Near Bayanbuural Resort, Tuv Province, Mongolia. December 2011. Photograph by T. Tsegmid
I always loved everything about winter from my early childhood as it made me feel refreshed and energised. While I am walking within the city, I would stop and look around. Despite the freezing temperatures, people were living their lives as normal. It is just another winter for them. For me, it was the first proper winter for years. Writing about Mongolia objectively is near impossible task. I always try to keep the balance but I could list many reasons why I can not be purely objective when it comes to about my native country. I suppose, the years I spent away from the country gave me a different perspective on Mongolia. But the years didn’t do anything to diminish the attachment I have with the country. Now, I feel more Mongolian than I felt 10 years ago. Probably, I know more about Mongolia than I knew at 20. However, this might not have happened, if I wasn’t away this long.
What comes to your mind when you think of Mongolia? The endless steppe, the nomadic lifestyle, the round dwelling called ‘ger’ and the history of Chingghis Khaan? These are USPs (Unique Selling Point), mainly geared towards tourism and marketing but they are not necessarily so useful for people who want to know about the real Mongolia. The real Mongolia is not one thing. It is many things. The real Mongolia starts from Ulaanbaatar, the capital of the country, a home to over a million residents and a fascinating cosmopolitan metropolis located at the heart of Central Asia. Ulaanbaatar is enormous in size as well. Most visitors tend to stay couple of days in Ulaanbaatar and head for the countryside as it is in the end what was promised on the brochure. Except a few adventurous back-packers, not many visitors venture outside the city centre, probably concerned about unexpected things to happen or just not interested. This unintentional exclusion continues on and it is having a detrimental effect on the understanding of the country to the wider world. I think, I better continue this thread in my future posts.

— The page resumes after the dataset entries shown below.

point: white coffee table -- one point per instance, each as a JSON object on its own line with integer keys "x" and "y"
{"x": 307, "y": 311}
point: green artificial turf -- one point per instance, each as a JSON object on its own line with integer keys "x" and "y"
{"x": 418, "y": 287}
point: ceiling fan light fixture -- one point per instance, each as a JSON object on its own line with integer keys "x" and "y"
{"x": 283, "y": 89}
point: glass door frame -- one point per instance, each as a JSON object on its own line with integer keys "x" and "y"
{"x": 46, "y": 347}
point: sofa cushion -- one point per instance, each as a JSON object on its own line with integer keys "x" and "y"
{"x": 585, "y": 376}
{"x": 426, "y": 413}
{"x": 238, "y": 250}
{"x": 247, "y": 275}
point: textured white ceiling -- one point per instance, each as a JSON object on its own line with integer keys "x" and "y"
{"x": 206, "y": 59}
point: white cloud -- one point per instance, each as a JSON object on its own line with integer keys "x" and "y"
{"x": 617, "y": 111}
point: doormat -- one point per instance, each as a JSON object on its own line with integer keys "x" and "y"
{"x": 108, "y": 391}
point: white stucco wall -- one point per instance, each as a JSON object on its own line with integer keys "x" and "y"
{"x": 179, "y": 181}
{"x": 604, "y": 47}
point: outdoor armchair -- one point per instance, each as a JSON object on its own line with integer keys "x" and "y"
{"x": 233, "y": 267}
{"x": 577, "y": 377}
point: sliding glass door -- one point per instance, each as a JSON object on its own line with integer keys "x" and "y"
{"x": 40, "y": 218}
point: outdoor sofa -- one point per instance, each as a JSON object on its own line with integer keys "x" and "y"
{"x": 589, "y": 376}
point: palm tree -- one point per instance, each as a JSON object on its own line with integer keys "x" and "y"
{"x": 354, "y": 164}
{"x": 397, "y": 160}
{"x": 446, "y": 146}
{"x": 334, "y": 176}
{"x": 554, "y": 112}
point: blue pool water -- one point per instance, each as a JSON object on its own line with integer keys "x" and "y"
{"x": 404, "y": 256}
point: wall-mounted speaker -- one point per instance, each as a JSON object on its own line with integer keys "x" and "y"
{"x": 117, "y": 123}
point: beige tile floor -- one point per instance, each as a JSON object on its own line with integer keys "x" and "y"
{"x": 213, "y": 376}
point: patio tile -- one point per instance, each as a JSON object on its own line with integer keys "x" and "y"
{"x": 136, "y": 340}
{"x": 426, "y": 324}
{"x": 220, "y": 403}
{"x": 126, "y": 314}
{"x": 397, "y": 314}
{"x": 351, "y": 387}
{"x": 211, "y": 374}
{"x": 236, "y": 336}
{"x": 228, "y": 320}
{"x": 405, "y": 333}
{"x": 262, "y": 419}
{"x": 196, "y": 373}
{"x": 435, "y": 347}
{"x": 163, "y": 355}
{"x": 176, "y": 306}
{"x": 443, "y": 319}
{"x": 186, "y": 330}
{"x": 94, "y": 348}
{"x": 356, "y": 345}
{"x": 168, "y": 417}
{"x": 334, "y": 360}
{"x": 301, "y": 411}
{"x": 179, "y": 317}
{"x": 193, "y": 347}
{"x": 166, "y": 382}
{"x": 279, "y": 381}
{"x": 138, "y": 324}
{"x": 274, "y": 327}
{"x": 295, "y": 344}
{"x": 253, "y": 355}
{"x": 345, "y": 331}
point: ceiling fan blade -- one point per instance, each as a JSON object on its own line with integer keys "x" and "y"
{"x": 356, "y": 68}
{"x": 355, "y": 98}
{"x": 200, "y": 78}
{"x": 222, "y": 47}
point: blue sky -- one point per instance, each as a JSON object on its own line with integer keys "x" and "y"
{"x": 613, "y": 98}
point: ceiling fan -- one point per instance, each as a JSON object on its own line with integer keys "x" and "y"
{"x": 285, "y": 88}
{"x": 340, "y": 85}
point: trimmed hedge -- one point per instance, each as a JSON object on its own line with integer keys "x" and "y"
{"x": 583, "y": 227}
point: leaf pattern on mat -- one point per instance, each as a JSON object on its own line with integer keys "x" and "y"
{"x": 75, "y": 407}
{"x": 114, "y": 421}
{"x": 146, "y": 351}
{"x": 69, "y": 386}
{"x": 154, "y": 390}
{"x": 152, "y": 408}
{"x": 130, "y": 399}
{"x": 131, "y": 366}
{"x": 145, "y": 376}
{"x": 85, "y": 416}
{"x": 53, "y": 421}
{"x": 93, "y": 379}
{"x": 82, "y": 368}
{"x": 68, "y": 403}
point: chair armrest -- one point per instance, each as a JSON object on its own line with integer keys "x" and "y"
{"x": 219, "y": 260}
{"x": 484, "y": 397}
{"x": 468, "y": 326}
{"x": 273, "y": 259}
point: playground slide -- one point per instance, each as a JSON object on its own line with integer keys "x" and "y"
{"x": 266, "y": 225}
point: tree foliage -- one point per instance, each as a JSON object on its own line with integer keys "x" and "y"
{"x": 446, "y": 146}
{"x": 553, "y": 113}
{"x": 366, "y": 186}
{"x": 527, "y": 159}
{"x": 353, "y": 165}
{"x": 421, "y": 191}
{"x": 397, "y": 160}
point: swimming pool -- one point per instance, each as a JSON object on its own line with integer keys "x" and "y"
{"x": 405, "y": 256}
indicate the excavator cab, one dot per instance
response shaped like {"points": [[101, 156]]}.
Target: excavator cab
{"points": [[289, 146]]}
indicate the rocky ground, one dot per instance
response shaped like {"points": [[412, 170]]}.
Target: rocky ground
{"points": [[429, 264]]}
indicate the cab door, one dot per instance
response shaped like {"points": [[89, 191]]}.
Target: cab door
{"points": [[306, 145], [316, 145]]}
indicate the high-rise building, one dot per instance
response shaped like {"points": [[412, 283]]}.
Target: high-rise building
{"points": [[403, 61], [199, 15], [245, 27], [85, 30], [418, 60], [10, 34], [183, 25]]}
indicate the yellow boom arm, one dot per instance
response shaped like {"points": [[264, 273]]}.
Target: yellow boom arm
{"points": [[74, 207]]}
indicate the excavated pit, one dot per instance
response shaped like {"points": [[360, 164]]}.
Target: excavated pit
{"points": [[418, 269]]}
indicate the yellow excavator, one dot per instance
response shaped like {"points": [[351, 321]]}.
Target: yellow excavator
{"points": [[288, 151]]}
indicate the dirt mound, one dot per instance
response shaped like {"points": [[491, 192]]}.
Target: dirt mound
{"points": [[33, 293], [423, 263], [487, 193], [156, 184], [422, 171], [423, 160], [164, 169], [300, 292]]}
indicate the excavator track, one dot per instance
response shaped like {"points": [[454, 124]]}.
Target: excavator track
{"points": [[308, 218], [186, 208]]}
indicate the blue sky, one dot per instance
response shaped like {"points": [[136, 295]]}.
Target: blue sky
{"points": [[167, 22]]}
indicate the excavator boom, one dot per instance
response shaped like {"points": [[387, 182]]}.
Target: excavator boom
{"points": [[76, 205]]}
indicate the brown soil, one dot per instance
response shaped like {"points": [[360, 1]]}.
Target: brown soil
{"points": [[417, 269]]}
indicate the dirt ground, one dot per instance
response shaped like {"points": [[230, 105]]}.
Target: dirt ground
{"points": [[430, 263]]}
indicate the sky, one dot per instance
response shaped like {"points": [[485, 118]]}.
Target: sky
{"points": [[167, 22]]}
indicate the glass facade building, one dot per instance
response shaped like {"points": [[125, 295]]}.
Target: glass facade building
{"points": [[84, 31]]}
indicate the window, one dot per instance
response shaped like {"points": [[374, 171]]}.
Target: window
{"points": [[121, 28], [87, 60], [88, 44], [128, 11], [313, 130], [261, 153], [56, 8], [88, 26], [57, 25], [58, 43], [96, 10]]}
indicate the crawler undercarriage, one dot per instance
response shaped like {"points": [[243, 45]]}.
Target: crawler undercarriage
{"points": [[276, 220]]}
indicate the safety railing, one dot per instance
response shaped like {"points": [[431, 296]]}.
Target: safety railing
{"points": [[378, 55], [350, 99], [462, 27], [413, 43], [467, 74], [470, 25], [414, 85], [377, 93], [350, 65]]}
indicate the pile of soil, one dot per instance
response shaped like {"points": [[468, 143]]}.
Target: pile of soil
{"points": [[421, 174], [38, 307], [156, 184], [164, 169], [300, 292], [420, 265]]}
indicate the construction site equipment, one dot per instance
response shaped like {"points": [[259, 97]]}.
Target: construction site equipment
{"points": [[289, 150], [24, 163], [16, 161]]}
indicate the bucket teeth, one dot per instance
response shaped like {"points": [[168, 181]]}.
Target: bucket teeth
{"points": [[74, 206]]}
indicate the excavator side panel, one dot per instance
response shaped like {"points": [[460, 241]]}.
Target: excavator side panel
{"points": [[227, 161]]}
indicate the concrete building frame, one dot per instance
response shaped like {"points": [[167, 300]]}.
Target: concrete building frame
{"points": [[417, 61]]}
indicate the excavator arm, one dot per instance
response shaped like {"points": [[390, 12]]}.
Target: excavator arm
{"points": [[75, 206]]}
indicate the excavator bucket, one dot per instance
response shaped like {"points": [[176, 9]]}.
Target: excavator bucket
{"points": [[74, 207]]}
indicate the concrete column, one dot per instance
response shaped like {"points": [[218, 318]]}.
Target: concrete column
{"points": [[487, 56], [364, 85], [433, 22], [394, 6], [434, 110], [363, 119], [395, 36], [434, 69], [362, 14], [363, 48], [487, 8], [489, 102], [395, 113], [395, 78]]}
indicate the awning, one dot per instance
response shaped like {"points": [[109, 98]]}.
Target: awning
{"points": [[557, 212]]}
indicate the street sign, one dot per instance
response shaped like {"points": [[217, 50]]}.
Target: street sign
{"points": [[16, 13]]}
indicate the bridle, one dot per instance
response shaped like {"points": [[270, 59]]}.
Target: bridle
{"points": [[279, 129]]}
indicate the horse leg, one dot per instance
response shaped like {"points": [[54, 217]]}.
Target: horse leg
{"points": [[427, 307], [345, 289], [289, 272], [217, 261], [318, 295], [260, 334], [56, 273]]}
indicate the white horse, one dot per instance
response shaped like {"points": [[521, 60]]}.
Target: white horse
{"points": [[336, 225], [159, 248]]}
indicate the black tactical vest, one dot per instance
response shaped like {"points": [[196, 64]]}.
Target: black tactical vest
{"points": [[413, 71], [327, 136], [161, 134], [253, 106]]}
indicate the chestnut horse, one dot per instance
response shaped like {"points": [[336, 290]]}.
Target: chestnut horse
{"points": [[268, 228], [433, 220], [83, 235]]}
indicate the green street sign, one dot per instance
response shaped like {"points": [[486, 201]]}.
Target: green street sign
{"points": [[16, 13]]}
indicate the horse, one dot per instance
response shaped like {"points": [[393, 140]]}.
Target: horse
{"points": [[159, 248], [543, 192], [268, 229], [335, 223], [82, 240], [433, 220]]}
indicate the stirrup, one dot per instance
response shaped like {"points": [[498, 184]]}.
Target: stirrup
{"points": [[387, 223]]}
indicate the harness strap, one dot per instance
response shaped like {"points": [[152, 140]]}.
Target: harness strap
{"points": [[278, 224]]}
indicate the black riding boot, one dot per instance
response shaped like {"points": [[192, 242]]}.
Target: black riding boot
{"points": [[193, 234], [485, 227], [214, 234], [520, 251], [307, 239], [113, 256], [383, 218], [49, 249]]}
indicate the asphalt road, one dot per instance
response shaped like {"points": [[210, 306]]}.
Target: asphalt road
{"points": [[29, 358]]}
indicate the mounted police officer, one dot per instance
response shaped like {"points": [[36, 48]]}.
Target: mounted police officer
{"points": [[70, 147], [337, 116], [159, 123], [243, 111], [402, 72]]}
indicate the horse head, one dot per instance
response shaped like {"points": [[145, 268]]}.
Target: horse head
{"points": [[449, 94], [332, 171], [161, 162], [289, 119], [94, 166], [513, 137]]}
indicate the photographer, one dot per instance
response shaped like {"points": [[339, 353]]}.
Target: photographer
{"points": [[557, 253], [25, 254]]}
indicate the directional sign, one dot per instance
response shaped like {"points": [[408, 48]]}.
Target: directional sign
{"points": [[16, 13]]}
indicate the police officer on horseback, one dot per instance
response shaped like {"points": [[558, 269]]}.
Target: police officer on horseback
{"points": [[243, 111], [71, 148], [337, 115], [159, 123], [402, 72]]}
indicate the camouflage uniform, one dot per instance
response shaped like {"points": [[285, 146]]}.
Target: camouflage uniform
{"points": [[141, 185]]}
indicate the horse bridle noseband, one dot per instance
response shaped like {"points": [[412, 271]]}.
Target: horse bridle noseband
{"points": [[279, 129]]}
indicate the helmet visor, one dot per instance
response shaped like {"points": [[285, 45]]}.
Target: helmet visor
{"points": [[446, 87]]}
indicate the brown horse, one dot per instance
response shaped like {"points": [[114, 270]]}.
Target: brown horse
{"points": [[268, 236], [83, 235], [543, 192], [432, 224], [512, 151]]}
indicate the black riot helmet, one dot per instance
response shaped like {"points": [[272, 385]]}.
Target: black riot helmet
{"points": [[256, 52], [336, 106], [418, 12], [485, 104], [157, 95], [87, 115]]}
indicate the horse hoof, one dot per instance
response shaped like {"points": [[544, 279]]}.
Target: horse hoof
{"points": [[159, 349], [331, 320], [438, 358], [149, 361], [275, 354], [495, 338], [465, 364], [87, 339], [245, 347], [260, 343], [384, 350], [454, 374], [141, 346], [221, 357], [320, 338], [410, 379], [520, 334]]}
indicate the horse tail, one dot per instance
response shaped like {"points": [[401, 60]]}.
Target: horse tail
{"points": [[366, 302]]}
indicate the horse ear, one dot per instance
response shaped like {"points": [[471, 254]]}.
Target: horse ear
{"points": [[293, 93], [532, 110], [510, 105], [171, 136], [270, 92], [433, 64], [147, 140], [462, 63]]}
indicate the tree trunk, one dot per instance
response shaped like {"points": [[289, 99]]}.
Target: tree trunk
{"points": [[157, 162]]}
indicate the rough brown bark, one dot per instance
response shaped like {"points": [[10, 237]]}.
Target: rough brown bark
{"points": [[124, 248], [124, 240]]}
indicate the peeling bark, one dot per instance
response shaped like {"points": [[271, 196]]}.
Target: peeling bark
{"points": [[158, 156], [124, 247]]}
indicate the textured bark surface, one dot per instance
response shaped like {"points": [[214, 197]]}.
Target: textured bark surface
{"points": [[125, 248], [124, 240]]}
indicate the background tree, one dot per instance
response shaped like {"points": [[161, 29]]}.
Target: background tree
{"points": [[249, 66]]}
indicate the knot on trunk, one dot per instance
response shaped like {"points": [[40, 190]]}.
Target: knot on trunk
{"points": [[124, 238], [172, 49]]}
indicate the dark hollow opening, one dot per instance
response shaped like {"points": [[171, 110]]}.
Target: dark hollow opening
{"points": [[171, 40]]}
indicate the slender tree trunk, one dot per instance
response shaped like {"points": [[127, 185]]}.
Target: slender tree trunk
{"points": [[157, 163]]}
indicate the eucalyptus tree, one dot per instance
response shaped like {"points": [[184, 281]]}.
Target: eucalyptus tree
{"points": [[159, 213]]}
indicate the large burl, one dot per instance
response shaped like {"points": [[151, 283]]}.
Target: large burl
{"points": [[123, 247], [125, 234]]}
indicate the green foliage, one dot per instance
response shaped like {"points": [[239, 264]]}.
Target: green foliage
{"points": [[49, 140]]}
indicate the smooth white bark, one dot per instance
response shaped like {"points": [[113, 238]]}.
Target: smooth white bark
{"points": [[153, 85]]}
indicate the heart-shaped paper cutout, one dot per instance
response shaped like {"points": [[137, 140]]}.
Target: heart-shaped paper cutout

Outside the National Weather Office in Ulaanbaatar. December 2011. Photograph by T. Tsegmid
Back to my winter break. It was a real joy to be in Mongolia. Of course, it was very cold and the capital air pollution was at times unbearable. Who enjoys inhaling the polluted air produced from domestic coal use, electricity factories and cars? But then, how these thousands of families who don’t live in apartments supposed to cope with the cold winter starts in late October and continues on well into March? They need to use coal to keep warm and the alternative fuel recommended by the Government is hard to find and expensive for low-income families. On a daily basis, they need to balance between keeping it warm and having something to eat. Despite all these constant difficulties, I saw people living their lives, going to work, studying and keeping their ambitions alive. It was an eye-opener. Suddenly, my so-called minor problems are nothing compared to what these people need to go through every day. I call them ‘The Brave Ones’!
‘The Brave Ones’ don’t wait for a help from others; instead, they help themselves. ‘The Brave Ones’ have one thing in common; they are defiant in the face of difficulties. I think that the world is a better place because of these people who decided not to give up and continue to believe in themselves.
For anyone, who is interested in finding out the real Mongolia, you need to go there. Especially, you need to go there during autumn, winter and spring. You need to travel beyond the modern city centre of Ulaanbaatar and see how ‘The Brave Ones’ live and breathe. And there are other large cities besides the capital: Darkhan, Erdenet and many more urban centres.